Wilshire Center
Barry Scharf’s lighthearted paintings and painted wood and paper constructions are disarmingly decorative, yet serious, investigations of painting. The colors are brightly appealing and the detached relief brushwork turned pattern is a clever design element; sort of a three-dimensional parody of a Mark Tobey network of lines. But the strong designer chic that emanates from the fan-folded paper constructions like “Blue Sticks” and “3 Purple Fans” masks much of work’s play with movement, space and mark behind an empty headed kind of designer trendiness. This work is smart but seems to prefer looking good.
Pieces like “Tag Your It” and “Pandora’s Box” seem to say that Scharf is toying with us, making paintings that deconstruct into their elements while referencing other painters. In these paintings he taunts us with the tight structural control of Jasper Johns’ brushwork, popped free from the painted surface, and removes the target to an ambiguous atmosphere of dotted line directions. “Rooftops” sees through Pop art’s graphic lettering to the structuring of space while “Shots Were Fired” takes pot shots at a lavender Jim Dine heart.

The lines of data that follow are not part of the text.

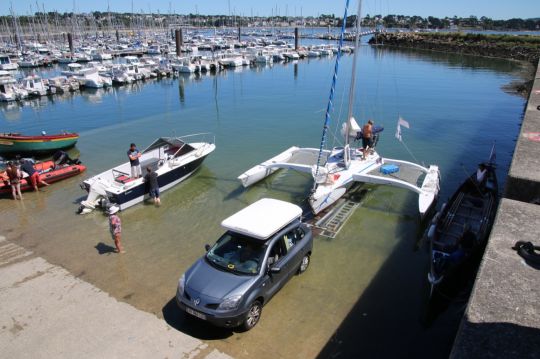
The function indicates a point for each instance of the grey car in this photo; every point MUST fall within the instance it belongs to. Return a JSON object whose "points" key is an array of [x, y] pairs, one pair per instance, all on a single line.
{"points": [[265, 245]]}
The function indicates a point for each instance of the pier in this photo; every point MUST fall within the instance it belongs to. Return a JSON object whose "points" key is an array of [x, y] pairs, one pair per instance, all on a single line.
{"points": [[503, 315]]}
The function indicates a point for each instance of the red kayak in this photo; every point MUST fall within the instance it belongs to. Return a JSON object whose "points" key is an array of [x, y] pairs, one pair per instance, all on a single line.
{"points": [[46, 173]]}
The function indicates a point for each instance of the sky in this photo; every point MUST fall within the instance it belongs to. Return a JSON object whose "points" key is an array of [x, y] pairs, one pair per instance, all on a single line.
{"points": [[495, 9]]}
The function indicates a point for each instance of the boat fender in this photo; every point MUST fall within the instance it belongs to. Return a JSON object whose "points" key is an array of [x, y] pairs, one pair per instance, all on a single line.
{"points": [[529, 252], [431, 231]]}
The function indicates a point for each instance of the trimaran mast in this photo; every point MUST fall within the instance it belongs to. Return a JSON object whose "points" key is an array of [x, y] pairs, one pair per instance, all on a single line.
{"points": [[333, 87], [331, 98], [353, 78]]}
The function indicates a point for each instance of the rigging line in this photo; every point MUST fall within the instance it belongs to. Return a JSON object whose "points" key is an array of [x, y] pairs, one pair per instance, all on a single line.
{"points": [[332, 90], [336, 127]]}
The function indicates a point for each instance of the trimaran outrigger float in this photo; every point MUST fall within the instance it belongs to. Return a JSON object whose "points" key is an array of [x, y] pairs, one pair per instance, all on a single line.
{"points": [[334, 171]]}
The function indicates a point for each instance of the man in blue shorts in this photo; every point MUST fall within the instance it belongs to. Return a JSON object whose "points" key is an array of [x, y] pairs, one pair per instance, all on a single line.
{"points": [[151, 179]]}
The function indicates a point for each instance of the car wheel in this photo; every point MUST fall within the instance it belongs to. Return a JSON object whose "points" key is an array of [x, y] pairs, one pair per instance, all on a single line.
{"points": [[253, 315], [304, 264]]}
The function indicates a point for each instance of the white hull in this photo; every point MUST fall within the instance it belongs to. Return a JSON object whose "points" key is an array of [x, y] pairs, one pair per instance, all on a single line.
{"points": [[334, 179], [173, 161]]}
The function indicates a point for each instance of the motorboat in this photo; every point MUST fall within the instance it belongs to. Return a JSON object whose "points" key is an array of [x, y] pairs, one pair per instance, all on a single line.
{"points": [[173, 159], [73, 69], [335, 170], [36, 86], [90, 77], [6, 64], [154, 50], [100, 55], [8, 88], [63, 84], [460, 230], [29, 63]]}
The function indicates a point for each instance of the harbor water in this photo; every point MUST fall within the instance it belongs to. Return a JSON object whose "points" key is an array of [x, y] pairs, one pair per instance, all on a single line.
{"points": [[366, 290]]}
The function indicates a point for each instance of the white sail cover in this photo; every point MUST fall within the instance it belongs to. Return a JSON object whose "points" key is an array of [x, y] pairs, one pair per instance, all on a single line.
{"points": [[353, 128]]}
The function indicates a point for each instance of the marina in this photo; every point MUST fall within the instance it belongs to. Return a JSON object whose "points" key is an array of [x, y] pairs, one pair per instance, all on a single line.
{"points": [[246, 101]]}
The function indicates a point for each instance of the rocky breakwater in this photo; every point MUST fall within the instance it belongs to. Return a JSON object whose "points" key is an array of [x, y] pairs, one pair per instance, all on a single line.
{"points": [[517, 47]]}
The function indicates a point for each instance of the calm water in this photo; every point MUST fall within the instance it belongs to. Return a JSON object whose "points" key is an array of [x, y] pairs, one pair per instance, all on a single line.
{"points": [[371, 278]]}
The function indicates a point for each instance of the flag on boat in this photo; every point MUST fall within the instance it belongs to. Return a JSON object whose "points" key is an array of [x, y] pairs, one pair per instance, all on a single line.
{"points": [[401, 122], [492, 155]]}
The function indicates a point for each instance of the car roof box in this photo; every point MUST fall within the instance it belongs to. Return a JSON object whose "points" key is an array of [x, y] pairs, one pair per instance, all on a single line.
{"points": [[263, 218]]}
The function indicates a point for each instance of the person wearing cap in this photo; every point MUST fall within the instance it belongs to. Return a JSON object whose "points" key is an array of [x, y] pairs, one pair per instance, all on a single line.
{"points": [[115, 225], [134, 155], [367, 136], [33, 175], [14, 174]]}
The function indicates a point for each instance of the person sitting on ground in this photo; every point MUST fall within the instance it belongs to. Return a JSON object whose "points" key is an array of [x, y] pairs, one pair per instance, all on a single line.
{"points": [[134, 155], [151, 179], [33, 175], [14, 175], [61, 158]]}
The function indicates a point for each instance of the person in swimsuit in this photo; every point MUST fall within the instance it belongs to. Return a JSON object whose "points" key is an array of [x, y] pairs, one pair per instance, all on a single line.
{"points": [[14, 175]]}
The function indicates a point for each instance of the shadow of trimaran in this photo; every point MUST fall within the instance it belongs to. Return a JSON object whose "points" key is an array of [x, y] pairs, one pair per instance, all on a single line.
{"points": [[335, 171]]}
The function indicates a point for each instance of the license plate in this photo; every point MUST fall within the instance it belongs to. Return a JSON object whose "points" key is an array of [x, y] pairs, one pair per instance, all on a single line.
{"points": [[195, 313]]}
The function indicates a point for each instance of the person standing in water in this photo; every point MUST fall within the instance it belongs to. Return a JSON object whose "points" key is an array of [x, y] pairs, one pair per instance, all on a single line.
{"points": [[14, 175], [153, 187], [115, 225], [33, 175], [134, 155]]}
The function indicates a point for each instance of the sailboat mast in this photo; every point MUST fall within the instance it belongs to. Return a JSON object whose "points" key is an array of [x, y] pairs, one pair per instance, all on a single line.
{"points": [[353, 75], [332, 91]]}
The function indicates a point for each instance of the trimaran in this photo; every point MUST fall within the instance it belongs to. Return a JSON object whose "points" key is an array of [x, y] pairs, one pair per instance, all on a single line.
{"points": [[335, 171]]}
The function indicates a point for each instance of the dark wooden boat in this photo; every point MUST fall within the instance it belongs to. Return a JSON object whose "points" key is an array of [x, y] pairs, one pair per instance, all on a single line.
{"points": [[460, 230], [16, 143]]}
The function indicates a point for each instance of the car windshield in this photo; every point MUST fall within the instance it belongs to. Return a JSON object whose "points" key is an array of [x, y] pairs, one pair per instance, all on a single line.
{"points": [[236, 253]]}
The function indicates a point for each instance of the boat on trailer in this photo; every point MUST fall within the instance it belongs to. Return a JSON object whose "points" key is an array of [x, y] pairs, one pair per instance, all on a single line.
{"points": [[17, 143], [335, 171], [173, 159], [48, 171], [460, 230]]}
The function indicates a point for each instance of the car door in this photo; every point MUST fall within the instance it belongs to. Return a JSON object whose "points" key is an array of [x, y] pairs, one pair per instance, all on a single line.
{"points": [[277, 258]]}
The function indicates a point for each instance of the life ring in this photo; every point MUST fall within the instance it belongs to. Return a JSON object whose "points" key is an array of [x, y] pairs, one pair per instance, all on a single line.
{"points": [[528, 251]]}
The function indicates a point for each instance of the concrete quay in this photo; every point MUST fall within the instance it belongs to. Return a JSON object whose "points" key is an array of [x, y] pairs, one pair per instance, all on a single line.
{"points": [[523, 183], [502, 319], [48, 313]]}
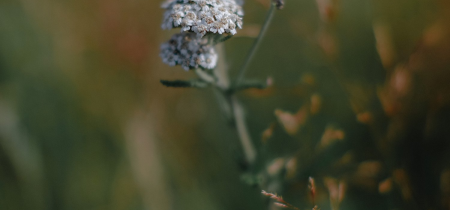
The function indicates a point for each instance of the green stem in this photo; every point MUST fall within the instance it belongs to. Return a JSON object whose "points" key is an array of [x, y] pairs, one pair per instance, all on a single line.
{"points": [[255, 46]]}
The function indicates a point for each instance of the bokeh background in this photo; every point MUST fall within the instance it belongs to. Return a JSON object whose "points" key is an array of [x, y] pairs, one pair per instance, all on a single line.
{"points": [[360, 102]]}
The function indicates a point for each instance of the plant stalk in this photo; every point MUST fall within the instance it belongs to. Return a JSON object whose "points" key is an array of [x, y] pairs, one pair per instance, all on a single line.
{"points": [[255, 46]]}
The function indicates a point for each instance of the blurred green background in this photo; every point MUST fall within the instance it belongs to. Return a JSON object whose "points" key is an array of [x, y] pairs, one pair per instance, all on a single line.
{"points": [[85, 123]]}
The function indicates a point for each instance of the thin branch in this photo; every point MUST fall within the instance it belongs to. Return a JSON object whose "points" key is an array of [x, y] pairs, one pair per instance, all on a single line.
{"points": [[255, 46]]}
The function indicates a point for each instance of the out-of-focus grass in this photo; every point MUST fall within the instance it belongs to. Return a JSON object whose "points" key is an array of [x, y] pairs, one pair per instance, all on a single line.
{"points": [[85, 123]]}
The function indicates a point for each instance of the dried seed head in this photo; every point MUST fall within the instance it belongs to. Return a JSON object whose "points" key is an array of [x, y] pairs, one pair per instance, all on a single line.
{"points": [[189, 51], [189, 14]]}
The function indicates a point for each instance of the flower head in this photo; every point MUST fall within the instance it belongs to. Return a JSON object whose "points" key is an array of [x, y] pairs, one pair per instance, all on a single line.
{"points": [[189, 51], [203, 16]]}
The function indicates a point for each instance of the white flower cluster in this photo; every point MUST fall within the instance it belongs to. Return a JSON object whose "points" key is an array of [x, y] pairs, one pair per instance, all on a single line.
{"points": [[203, 16], [189, 51]]}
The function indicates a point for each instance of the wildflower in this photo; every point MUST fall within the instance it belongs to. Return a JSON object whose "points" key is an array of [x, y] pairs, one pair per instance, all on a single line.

The number of points Scharf wants to make about painting and painters means that the paintings go a number of ways at once. Occasionally, as in the wiped out architecture of “City By Day” we get lost as to what the artist is trying to suggest besides the gee whiz effects of trompe l’oeil floating marks with painted shadows. This is a chancy line of inquiry where the visual play on surface and illusionism can take over so that trickery overwhelms content. (Ivey Gallery, 154 N. La Brea Ave., to Dec. 15.)